Im Oktober startet «Illegale Fracht» mit acht Folgen. Wenige Tage später geht außerdem «Aircrash-Anatomie» in die zweite Staffel.

Der Pay-TV-Sender National Geographic erweitert im Oktober sein Investigation-Programm um eine neue Reihe.
«Schmugglern auf der Spur: Illegale Fracht» startet am Freitag, 2. Oktober 2026, um 21.00 Uhr als TV-Premiere. Insgesamt umfasst das Spin-off acht Folgen, die jeweils freitags ausgestrahlt werden. Im Original heißt die 2024 in Großbritannien produzierte Reihe «Contraband Capture».

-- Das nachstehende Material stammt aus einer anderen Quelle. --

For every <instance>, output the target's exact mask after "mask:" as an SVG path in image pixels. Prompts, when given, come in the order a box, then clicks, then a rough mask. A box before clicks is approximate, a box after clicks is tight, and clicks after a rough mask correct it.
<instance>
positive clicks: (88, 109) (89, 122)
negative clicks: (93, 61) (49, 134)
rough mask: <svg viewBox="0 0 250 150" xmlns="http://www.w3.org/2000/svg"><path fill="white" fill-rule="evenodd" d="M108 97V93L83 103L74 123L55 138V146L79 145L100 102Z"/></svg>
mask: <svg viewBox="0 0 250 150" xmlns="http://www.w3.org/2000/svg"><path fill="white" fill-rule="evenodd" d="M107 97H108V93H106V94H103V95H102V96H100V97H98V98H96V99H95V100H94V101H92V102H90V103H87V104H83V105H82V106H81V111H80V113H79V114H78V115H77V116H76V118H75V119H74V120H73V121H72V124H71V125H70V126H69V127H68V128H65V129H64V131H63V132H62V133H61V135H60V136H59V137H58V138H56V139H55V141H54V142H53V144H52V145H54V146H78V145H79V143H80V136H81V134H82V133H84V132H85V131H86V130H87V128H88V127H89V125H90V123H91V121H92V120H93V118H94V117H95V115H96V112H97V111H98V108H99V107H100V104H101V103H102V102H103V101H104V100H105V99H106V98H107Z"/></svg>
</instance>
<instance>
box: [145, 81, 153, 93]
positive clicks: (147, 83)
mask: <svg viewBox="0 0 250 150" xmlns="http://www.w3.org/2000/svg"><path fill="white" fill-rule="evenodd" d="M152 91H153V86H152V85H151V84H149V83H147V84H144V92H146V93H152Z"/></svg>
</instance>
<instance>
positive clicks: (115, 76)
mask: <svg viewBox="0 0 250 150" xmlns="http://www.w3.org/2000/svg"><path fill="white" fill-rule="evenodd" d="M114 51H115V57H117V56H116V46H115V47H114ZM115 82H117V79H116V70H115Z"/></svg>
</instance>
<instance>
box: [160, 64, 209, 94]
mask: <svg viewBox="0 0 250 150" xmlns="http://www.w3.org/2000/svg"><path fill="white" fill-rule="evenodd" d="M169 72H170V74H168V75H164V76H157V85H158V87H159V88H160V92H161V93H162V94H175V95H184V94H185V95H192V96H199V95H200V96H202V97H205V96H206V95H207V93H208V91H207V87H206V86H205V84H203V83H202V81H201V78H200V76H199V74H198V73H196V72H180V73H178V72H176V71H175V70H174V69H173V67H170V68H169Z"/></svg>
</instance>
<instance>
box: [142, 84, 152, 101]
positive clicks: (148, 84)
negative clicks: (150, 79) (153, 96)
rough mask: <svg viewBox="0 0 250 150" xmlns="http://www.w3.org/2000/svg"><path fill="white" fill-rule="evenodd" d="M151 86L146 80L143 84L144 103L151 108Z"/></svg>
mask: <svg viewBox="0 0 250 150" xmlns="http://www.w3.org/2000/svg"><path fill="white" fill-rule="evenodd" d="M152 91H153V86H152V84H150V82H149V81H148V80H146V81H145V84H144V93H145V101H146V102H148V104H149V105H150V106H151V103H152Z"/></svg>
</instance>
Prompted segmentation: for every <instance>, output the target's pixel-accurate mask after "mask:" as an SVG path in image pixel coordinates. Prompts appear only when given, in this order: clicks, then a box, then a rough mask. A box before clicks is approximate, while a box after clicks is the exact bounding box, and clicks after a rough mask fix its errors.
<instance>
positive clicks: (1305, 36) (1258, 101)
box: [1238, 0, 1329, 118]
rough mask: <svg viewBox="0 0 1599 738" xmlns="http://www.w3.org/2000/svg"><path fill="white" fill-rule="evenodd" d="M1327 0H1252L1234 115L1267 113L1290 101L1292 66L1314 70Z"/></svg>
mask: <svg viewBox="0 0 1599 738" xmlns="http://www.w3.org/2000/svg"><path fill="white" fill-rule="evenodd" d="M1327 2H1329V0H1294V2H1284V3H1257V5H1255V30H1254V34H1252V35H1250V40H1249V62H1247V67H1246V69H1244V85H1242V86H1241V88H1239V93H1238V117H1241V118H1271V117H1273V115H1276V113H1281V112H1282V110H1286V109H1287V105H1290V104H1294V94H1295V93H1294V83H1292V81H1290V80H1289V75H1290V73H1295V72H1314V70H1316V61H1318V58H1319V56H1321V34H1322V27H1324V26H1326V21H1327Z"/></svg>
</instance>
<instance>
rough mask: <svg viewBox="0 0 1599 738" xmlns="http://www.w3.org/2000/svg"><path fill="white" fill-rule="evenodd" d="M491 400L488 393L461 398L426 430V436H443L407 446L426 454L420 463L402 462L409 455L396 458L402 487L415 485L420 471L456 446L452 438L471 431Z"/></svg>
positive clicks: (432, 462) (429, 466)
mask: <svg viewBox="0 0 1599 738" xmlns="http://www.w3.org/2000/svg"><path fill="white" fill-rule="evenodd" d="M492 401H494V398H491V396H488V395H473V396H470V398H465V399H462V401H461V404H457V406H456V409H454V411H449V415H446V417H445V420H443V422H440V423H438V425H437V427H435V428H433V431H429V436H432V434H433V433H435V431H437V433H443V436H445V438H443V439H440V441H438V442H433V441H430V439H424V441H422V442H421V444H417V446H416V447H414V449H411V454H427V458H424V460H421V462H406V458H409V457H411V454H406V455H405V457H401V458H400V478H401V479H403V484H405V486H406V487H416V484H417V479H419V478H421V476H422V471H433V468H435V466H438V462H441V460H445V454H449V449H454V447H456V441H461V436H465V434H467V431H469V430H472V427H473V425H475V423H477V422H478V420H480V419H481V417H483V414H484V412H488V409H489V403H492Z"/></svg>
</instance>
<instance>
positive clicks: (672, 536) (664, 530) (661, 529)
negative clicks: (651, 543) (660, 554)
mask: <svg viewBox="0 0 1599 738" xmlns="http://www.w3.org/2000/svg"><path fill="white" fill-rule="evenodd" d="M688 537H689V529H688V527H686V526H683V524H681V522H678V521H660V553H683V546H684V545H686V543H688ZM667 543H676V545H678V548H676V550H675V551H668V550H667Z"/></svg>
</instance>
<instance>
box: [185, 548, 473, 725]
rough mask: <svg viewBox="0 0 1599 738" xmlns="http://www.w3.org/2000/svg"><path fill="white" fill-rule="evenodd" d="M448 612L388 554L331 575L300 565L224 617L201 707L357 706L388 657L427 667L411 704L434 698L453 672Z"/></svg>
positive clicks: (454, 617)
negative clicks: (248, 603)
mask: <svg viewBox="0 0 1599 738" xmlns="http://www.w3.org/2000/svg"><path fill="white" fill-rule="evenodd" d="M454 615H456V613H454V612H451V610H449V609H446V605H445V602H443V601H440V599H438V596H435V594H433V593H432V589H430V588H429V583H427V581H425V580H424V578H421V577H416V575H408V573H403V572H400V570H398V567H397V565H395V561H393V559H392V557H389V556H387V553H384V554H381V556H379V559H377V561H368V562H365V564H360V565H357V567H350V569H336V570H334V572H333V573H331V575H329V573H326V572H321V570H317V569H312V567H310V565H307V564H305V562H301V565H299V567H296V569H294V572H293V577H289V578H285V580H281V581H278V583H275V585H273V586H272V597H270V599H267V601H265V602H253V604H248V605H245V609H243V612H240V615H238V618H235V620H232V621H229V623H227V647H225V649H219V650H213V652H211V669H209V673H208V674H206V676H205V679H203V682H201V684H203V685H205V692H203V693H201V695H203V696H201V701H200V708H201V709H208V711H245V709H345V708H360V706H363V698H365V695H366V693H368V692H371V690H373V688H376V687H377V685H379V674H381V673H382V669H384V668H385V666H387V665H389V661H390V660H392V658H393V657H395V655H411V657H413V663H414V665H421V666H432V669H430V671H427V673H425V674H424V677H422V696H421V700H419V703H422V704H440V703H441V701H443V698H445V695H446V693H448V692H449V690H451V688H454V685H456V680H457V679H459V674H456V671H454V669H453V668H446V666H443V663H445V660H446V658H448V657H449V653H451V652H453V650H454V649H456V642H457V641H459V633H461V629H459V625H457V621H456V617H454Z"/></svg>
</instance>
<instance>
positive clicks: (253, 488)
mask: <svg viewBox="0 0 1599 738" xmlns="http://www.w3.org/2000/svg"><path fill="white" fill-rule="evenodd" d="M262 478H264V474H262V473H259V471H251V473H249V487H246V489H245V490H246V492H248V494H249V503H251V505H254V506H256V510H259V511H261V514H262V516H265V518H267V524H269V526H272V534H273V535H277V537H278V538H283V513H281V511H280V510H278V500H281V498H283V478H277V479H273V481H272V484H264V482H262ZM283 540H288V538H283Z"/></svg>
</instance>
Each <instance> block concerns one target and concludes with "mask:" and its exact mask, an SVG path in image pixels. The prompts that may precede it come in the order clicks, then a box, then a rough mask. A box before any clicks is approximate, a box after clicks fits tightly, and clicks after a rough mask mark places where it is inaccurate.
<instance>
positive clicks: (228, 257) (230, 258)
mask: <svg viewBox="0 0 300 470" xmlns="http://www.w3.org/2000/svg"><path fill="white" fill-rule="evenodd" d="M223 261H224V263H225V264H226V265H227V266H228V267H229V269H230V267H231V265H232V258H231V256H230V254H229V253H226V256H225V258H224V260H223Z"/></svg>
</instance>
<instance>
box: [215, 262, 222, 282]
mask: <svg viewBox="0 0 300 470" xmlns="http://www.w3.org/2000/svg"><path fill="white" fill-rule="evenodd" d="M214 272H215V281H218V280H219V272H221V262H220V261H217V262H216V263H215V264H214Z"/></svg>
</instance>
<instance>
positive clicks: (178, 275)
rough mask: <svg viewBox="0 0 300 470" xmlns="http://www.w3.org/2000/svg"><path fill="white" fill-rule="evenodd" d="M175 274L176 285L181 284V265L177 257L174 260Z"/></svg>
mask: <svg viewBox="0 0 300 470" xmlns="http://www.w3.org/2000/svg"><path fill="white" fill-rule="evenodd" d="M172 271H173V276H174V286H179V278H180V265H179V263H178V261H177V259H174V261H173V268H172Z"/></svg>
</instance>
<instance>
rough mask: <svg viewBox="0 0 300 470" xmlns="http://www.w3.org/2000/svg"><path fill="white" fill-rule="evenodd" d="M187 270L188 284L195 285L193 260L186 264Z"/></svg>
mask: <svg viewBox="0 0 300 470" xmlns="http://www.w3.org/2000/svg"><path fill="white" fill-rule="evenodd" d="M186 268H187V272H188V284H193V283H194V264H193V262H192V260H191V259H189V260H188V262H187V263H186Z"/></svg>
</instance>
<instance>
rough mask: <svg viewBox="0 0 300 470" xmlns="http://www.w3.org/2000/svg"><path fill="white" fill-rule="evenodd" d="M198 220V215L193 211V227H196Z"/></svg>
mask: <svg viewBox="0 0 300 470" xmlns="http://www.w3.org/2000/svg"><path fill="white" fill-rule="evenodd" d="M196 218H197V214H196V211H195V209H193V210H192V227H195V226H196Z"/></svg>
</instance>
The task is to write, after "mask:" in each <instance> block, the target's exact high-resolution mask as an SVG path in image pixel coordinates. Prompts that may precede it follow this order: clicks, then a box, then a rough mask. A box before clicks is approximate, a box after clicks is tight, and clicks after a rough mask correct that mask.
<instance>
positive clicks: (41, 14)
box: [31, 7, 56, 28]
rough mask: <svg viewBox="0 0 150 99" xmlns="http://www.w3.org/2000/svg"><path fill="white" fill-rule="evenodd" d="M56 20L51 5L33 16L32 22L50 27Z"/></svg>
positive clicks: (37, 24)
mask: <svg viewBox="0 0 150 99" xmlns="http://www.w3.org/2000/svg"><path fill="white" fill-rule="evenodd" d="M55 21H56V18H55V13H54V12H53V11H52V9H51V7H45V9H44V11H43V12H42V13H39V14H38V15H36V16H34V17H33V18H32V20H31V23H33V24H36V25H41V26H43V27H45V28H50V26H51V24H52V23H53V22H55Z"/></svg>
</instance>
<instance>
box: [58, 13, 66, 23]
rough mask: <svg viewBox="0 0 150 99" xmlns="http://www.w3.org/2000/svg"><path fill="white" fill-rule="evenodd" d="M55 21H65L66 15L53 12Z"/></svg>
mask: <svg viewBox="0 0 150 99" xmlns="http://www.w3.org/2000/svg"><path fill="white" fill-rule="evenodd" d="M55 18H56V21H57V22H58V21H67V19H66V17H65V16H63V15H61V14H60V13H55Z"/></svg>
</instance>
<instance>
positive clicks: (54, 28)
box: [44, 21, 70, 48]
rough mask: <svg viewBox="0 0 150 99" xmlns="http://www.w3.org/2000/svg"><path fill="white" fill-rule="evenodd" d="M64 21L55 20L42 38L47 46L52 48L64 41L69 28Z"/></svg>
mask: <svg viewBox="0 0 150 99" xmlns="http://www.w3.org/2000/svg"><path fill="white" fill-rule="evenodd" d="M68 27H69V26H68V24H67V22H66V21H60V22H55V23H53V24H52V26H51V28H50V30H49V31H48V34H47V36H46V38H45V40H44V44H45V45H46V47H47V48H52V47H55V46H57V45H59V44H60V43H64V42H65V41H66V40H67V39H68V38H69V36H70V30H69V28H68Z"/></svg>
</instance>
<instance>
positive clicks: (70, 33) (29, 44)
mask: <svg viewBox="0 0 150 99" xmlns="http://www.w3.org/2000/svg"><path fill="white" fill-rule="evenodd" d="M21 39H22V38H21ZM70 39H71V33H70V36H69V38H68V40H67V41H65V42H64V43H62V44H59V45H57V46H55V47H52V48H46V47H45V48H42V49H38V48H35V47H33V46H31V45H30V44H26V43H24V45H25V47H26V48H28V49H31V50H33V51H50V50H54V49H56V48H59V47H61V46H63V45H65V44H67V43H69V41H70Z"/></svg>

Die neue Produktion erweitert die Welt von «Schmugglern auf der Spur» und konzentriert sich vor allem auf die Arbeit der U.S. Customs and Border Protection. An Flughäfen, Seehäfen und entlang der Küsten versuchen die Einsatzkräfte, Drogen, Waffen und andere verbotene beziehungsweise gefährliche Waren abzufangen. Die Schauplätze reichen von Puerto Rico bis zu großen Handelsdrehscheiben an der US-Ostküste. Im Mittelpunkt stehen dabei auch die Methoden der Schmuggler. Verbotene Waren werden in gewöhnlich wirkenden Lieferungen, präparierten Transportmitteln oder aufwendig konstruierten Verstecken verborgen. Die Behörden setzen wiederum auf moderne Technik, Erfahrung und Ermittlungsarbeit. Reale Einsatzaufnahmen sollen zeigen, wie aus einer zunächst unscheinbaren Kontrolle innerhalb kurzer Zeit eine größere Ermittlung entstehen kann.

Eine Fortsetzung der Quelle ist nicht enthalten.